A touring exhibition featuring 39 textile-based artworks on the Canadian Prairies, including work by 32 Prairie artists, is now on display at the Art Gallery of Southwestern Manitoba.
“Prairie Interlace: Weaving, Modernisms, and the Expanded Frame, 1960 to 2000,” a collaboration between Nickle Galleries of Calgary and the MacKenzie Art Gallery of Regina, opened in Brandon on July 6 and will run until Sept. 9, drawing on private and public collections from across Canada.
The exhibition tells the story of the distinctive history of weaving, crochet and other fibre arts through the interlaced narratives of art, craft, feminism, immigration, Indigeneity, regionalism and architectural interior design.
The opening reception for “Prairie Interlace” took place at the Art Gallery of Southwestern Manitoba on July 6 at 7 p.m. in conjunction with the opening for “A Weaver’s Library,” an exhibition of work by Elaine Rounds, a Brandon-based artist whose work is also included in “Prairie Interlace.”

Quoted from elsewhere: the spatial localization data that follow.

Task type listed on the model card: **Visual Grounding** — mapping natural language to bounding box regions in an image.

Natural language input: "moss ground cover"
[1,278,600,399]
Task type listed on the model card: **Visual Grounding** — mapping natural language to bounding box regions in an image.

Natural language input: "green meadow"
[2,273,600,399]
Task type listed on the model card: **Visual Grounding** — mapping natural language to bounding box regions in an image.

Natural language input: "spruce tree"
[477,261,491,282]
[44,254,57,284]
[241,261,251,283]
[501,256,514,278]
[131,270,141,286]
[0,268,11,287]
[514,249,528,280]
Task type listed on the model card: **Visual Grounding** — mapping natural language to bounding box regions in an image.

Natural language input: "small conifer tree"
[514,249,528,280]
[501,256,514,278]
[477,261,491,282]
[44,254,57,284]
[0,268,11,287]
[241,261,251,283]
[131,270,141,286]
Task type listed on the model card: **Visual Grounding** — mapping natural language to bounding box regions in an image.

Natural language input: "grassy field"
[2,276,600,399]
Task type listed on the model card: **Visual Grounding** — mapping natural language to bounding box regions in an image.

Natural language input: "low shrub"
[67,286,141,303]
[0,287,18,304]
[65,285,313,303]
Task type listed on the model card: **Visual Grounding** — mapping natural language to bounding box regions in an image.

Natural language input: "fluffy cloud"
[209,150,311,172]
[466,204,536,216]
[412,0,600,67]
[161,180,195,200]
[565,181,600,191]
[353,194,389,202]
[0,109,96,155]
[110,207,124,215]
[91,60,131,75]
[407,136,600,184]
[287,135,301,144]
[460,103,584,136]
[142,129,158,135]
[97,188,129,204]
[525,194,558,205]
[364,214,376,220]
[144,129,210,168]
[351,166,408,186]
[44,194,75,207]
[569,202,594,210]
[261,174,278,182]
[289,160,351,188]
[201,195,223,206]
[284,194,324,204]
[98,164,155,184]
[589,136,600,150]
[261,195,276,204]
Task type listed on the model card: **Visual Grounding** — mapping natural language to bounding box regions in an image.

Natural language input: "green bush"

Rounds started working with fibre art in the ’70s, when the art scene was very much about texture, she said.
“It was so popular in the ’70s. There were people working in clay and fibre, glass, metal and wood. There was just lots being done.”
And although the stark beauty of the Prairies took some getting used to when she first moved to Brandon from the Rocky Mountains in Colorado, it wasn’t long until Manitoba’s big skies and wide-open fields began to inspire her work.
“I hadn’t experienced all the flatness of the Prairies,” Rounds said. Large landscape fibre artwork featuring a Prairie horizon in spring, summer, fall and winter are Rounds’ contribution to the gallery.
This season at the art gallery has been all about handcrafted works and textiles, said gallery curator Lucie Lederhendler. Having the “Prairie Interlace” exhibit during the summer is a continuation of that, she added.
“I think it’s a really special show,” Lederhendler said. “It’s telling this story of both the connection and detachment from the larger art world.”
The gallery also points to the tight-knit world that artists have created in Westman and across the Prairies. Co-curators Michele Hardy, Julia Krueger and Timothy Long say the exhibition features a concern for the integrity of materials, formal innovation and experimentation.
Light refreshments and drinks were served at the opening reception on July 6. The following day at 1 p.m., the public was invited to a tour of the exhibition led by curators Michele Hardy and Julia Kruger. The event was also livestreamed on the gallery’s social media channels.